Covariance-Aware Private Mean Estimation Without Private Covariance Estimation
This provides a more efficient solution for privacy-preserving statistical analysis in machine learning and data science, though it is incremental as it builds on existing differential privacy frameworks with novel technical steps.
The paper tackles the problem of differentially private mean estimation for high-dimensional Gaussian distributions with unknown covariance, achieving sample-efficient estimators that require only n ≳ d/α² samples to output an estimate with Mahalanobis distance error at most α, improving over previous methods that needed stronger assumptions or more samples.
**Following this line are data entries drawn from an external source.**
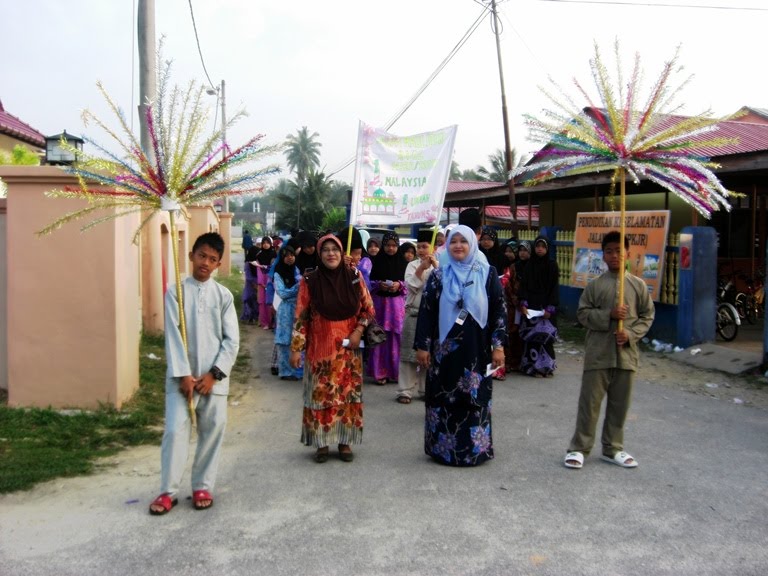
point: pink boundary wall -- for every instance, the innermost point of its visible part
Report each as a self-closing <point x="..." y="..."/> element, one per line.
<point x="74" y="300"/>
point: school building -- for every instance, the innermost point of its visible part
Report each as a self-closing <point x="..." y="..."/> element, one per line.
<point x="741" y="232"/>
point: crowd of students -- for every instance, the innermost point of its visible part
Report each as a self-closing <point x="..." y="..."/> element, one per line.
<point x="454" y="321"/>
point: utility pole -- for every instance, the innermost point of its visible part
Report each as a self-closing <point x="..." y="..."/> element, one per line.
<point x="145" y="24"/>
<point x="224" y="137"/>
<point x="505" y="119"/>
<point x="150" y="257"/>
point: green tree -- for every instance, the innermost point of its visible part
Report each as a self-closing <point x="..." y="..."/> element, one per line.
<point x="335" y="219"/>
<point x="304" y="206"/>
<point x="20" y="156"/>
<point x="302" y="153"/>
<point x="498" y="171"/>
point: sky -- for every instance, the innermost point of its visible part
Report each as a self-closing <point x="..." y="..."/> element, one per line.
<point x="327" y="64"/>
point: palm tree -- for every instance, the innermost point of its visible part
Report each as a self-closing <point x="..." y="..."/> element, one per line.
<point x="318" y="196"/>
<point x="302" y="152"/>
<point x="498" y="171"/>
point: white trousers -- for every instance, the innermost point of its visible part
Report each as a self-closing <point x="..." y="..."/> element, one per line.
<point x="211" y="412"/>
<point x="410" y="380"/>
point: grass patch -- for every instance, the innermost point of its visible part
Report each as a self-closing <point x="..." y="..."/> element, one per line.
<point x="37" y="444"/>
<point x="235" y="284"/>
<point x="41" y="444"/>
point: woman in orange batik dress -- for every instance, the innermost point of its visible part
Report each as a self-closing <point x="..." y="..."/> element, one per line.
<point x="332" y="310"/>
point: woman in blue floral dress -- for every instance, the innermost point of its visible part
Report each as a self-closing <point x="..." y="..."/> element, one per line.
<point x="461" y="329"/>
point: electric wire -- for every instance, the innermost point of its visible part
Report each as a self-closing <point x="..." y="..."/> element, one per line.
<point x="199" y="50"/>
<point x="133" y="61"/>
<point x="426" y="84"/>
<point x="655" y="5"/>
We present two sample-efficient differentially private mean estimators for $d$-dimensional (sub)Gaussian distributions with unknown covariance. Informally, given $n \gtrsim d/α^2$ samples from such a distribution with mean $μ$ and covariance $Σ$, our estimators output $\tildeμ$ such that $\| \tildeμ- μ\|_Σ \leq α$, where $\| \cdot \|_Σ$ is the Mahalanobis distance. All previous estimators with the same guarantee either require strong a priori bounds on the covariance matrix or require $Ω(d^{3/2})$ samples. Each of our estimators is based on a simple, general approach to designing differentially private mechanisms, but with novel technical steps to make the estimator private and sample-efficient. Our first estimator samples a point with approximately maximum Tukey depth using the exponential mechanism, but restricted to the set of points of large Tukey depth. Its accuracy guarantees hold even for data sets that have a small amount of adversarial corruption. Proving that this mechanism is private requires a novel analysis. Our second estimator perturbs the empirical mean of the data set with noise calibrated to the empirical covariance, without releasing the covariance itself. Its sample complexity guarantees hold more generally for subgaussian distributions, albeit with a slightly worse dependence on the privacy parameter. For both estimators, careful preprocessing of the data is required to satisfy differential privacy.